Two significant political developments in Bosnia and Herzegovina will have important repercussions for the process of constitutional reform and the country’s deal with the IMF.
By Ian Bancroft
Whilst the re-election of Sulejman Tihic for another four-year term as president of the ruling Bosniak Party of Democratic Action (SDA) constitutes a potentially positive development for the process of constitutional reform in Bosnia and Herzegovina, the simultaneous resignation of Nedzad Brankovic, the prime minister of the Federation of Bosnia and Herzegovina, who was last month indicted on corruption-related charges, threatens to delay much-needed support from the International Monetary Fund (IMF).

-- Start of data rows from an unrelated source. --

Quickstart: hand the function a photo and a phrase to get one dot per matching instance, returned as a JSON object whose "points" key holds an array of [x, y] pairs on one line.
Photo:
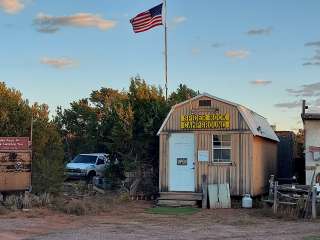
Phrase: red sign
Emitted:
{"points": [[14, 143]]}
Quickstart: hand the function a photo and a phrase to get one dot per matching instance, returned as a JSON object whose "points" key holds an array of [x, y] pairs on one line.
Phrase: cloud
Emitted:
{"points": [[260, 82], [259, 31], [59, 63], [217, 45], [179, 19], [289, 105], [195, 51], [312, 44], [237, 54], [306, 90], [11, 6], [50, 24], [311, 64]]}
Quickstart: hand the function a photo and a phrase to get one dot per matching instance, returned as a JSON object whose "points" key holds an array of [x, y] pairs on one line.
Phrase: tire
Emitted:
{"points": [[90, 177]]}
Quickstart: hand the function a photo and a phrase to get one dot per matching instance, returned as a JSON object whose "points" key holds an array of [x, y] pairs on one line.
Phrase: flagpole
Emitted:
{"points": [[165, 48]]}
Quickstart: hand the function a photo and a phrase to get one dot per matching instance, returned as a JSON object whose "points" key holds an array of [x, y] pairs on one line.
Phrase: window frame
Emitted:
{"points": [[221, 147]]}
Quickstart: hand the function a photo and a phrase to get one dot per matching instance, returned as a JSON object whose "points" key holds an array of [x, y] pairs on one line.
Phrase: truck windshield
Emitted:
{"points": [[84, 159]]}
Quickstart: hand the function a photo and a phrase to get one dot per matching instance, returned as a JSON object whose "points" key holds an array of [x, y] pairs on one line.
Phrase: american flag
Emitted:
{"points": [[148, 19]]}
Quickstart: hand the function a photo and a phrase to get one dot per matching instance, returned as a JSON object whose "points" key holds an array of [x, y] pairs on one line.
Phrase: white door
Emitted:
{"points": [[181, 162]]}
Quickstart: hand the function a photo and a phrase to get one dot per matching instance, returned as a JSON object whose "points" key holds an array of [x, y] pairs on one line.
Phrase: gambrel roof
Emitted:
{"points": [[258, 125]]}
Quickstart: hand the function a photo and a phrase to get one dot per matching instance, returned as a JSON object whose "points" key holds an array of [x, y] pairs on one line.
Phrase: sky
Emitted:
{"points": [[262, 54]]}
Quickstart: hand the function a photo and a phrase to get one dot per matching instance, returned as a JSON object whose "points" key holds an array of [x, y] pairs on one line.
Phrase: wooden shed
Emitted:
{"points": [[225, 141]]}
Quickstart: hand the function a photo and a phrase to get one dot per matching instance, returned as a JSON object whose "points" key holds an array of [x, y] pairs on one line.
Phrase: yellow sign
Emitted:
{"points": [[205, 121]]}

Tihic, who was singled out for particular praise by US vice president, Joe Biden, has played a pivotal role throughout the Prud process – a domestic initiative aimed at achieving the consensus and compromise necessary to meet the conditions required before the Office of the High Representative transitions to a reinforced EU presence. In comparison, Tihic’s main opponent for the party presidency, Bakir Izetbegovic, previously the SDA’s vice-president, who enjoys significant support from the increasingly influential Islamic Community, was deemed to be less pragmatic with respect to the issue of constitutional reform.
In contrast to two of the current members of the tripartite presidency, Haris Silajdzic and Zeljko Komsic, both of whom recently snubbed an invitation to visit Belgrade from Serbian president, Boris Tadic, Tihic has also pledged to improve relations between Serbia and Bosnia and Herzegovina; an important step towards establishing good neighbourly relations throughout the Western Balkans.
With the re-election of Tihic, however, prime minister Brankovic, also a senior member of the SDA, felt that he no longer had the necessary political support to continue in office. Brankovic has been under intense pressure, including public calls from Tihic for his resignation, since prosecutors pressed charges against him for misappropriating funds through real estate dealings that exploited a voucher scheme designed to benefit Sarajevo residents. Brankovic had persistently claimed that the indictment was politically- motivated, as he was a close political ally of Izetbegovic.
Failure to quickly install a successor to Brankovic and prevent the replacement of the entire Federation government threatens to stifle the necessary reductions in public spending, particularly social transfers, demanded by the IMF, thereby jeopardising the new stand-by arrangement that will give Bosnia and Herzegovina access to €1.2bn of support over the next three years.
With internal political wrangling undermining the government’s capacity to lead a much-needed reform agenda, further social unrest seems inevitable in the face of the IMF’s requirements and insufficient steps to mitigate the effects of the economic crisis.
Should the Federation fail to fulfil the IMF’s conditions by the June deadline, however, then the entire country could be denied access to vital financial assistance, sparking an economic and political crisis that would further complicate the process of finding a mutually-acceptable constitutional settlement for Bosnia and Herzegovina.